All non-U.S. citizens are subject to the jurisdiction of the U.S. Citizenship and Immigration Services, which includes the Immigration and Customs Enforcement (ICE). ICE is in charge of verifying that all the lawful permanent residents and temporary visitors abide to the conditions of their Visa.
In some instances, ICE places foreign nationals in deportation proceedings. The individual is arrested and served with a Notice to Appear (NTA) and brought before the immigration court. An immigration judge will decide if the immigrant can be released on a bond or not.

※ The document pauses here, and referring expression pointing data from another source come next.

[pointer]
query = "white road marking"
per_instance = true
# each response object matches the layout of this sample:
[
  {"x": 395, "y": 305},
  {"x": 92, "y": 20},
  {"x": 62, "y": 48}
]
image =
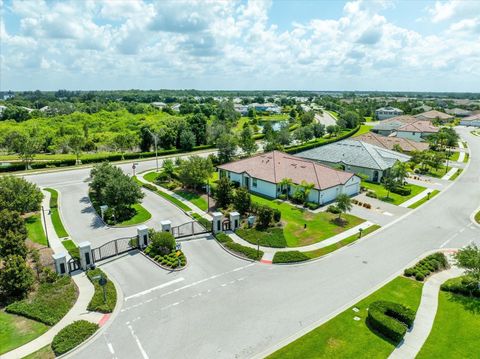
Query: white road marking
[
  {"x": 142, "y": 351},
  {"x": 154, "y": 288}
]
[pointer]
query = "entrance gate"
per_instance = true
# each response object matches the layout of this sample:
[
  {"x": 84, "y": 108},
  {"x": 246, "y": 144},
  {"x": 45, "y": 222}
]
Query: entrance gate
[
  {"x": 190, "y": 229},
  {"x": 114, "y": 248}
]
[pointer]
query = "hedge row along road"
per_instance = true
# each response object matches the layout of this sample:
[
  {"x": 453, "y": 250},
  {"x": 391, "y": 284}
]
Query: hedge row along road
[{"x": 293, "y": 299}]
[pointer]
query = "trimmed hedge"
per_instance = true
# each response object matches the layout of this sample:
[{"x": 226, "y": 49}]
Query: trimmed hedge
[
  {"x": 464, "y": 285},
  {"x": 96, "y": 303},
  {"x": 290, "y": 257},
  {"x": 49, "y": 303},
  {"x": 428, "y": 265},
  {"x": 73, "y": 335},
  {"x": 100, "y": 158},
  {"x": 390, "y": 319}
]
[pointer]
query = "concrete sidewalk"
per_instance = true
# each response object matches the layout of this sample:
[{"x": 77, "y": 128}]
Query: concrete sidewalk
[
  {"x": 194, "y": 208},
  {"x": 311, "y": 247},
  {"x": 416, "y": 337}
]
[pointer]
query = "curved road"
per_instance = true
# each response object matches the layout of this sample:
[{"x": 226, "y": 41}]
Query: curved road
[{"x": 224, "y": 307}]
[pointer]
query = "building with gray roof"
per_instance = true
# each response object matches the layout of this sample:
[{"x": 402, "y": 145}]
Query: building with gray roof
[{"x": 356, "y": 157}]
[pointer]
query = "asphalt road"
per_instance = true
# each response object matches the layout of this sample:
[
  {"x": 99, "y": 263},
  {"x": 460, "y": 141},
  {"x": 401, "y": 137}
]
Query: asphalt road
[{"x": 228, "y": 308}]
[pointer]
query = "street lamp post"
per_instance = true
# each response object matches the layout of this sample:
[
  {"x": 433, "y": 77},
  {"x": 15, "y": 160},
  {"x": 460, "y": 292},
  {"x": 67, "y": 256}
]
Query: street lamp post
[
  {"x": 45, "y": 225},
  {"x": 155, "y": 139}
]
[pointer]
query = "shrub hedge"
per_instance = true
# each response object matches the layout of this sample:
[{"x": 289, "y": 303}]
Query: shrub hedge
[
  {"x": 428, "y": 265},
  {"x": 464, "y": 285},
  {"x": 390, "y": 319},
  {"x": 49, "y": 303},
  {"x": 97, "y": 303},
  {"x": 290, "y": 257},
  {"x": 72, "y": 335}
]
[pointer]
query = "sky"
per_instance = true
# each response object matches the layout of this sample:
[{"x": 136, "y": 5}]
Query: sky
[{"x": 373, "y": 45}]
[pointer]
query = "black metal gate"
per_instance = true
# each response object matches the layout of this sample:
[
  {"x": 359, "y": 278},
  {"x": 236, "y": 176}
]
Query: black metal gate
[
  {"x": 114, "y": 248},
  {"x": 73, "y": 264},
  {"x": 189, "y": 229}
]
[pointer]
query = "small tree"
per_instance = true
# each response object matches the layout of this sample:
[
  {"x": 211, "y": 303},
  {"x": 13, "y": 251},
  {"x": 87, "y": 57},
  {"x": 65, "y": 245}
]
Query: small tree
[
  {"x": 242, "y": 200},
  {"x": 162, "y": 243},
  {"x": 344, "y": 204},
  {"x": 16, "y": 278},
  {"x": 223, "y": 193},
  {"x": 468, "y": 258}
]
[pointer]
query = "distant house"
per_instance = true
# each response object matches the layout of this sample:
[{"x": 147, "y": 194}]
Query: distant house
[
  {"x": 356, "y": 157},
  {"x": 387, "y": 127},
  {"x": 434, "y": 115},
  {"x": 384, "y": 113},
  {"x": 473, "y": 120},
  {"x": 391, "y": 143},
  {"x": 458, "y": 112},
  {"x": 263, "y": 173},
  {"x": 416, "y": 131}
]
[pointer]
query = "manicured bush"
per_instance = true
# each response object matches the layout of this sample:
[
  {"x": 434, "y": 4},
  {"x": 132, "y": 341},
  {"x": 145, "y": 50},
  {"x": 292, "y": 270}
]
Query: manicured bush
[
  {"x": 390, "y": 319},
  {"x": 97, "y": 303},
  {"x": 290, "y": 257},
  {"x": 428, "y": 265},
  {"x": 465, "y": 285},
  {"x": 248, "y": 252},
  {"x": 49, "y": 303},
  {"x": 72, "y": 335}
]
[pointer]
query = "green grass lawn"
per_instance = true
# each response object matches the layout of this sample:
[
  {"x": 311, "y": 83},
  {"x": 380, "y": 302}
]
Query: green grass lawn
[
  {"x": 194, "y": 198},
  {"x": 16, "y": 331},
  {"x": 393, "y": 197},
  {"x": 320, "y": 225},
  {"x": 35, "y": 229},
  {"x": 424, "y": 199},
  {"x": 455, "y": 331},
  {"x": 55, "y": 214},
  {"x": 141, "y": 216},
  {"x": 343, "y": 337},
  {"x": 363, "y": 129}
]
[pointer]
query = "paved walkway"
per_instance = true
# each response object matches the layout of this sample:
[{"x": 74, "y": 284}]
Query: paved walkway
[
  {"x": 77, "y": 312},
  {"x": 416, "y": 337},
  {"x": 194, "y": 208},
  {"x": 310, "y": 247}
]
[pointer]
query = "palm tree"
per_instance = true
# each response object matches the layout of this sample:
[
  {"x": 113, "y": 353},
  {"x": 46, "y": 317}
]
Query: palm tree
[
  {"x": 286, "y": 183},
  {"x": 344, "y": 204}
]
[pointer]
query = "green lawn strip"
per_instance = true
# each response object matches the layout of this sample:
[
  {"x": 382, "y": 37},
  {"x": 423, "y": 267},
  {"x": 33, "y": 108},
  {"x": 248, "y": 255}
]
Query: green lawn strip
[
  {"x": 73, "y": 335},
  {"x": 49, "y": 303},
  {"x": 16, "y": 330},
  {"x": 44, "y": 353},
  {"x": 456, "y": 174},
  {"x": 141, "y": 216},
  {"x": 71, "y": 248},
  {"x": 455, "y": 331},
  {"x": 320, "y": 225},
  {"x": 424, "y": 199},
  {"x": 393, "y": 197},
  {"x": 363, "y": 129},
  {"x": 55, "y": 214},
  {"x": 271, "y": 237},
  {"x": 35, "y": 230},
  {"x": 194, "y": 198},
  {"x": 344, "y": 337},
  {"x": 97, "y": 303}
]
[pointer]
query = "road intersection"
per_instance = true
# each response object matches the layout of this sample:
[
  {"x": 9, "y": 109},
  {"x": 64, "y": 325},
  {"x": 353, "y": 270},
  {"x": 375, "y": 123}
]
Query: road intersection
[{"x": 225, "y": 307}]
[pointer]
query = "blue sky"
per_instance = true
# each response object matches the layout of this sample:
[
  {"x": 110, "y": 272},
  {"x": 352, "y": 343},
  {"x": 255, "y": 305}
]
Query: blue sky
[{"x": 259, "y": 44}]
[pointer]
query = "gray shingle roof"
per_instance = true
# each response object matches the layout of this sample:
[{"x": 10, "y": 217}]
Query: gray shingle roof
[{"x": 355, "y": 153}]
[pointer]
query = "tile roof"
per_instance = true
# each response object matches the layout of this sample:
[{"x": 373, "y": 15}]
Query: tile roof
[
  {"x": 355, "y": 153},
  {"x": 390, "y": 142},
  {"x": 434, "y": 114},
  {"x": 418, "y": 126},
  {"x": 275, "y": 166}
]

At the hearing, the immigrant can be represented by an immigration attorney, if he or she can afford it. The Federal Government will not assign one, although in New York there are many pro bono associations that provide free legal representation to immigrants subject to removal proceedings.
At the end of the trial, the judge will enter a deportation order against the immigrant if the trial attorney for the U.S. government can prove all the allegations or removability contained in the NTA.
Immigration Appeals Process
The judgment of an immigration judge can be challenged by filing an appeals with the Board of Immigration Appeals (BIA). An Immigration Appeals Lawyer will have to file a notice to appeal with the BIA and also forward a copy to the trial attorney for the U.S. government. The BIA will then set the date before which briefs can be filed. Appeals are generally decided on the papers, although in rare circumstances the BIA will entertain oral argument.
If the ground of your removal is a criminal conviction for a crime of moral turpitude, it must be vacated through post-conviction relief or in Federal Court. To do this, you would need a good criminal immigration attorney.
The decisions of the BIA can be appeals to the U.S. Court of Appeals having jurisdiction over the immigrant.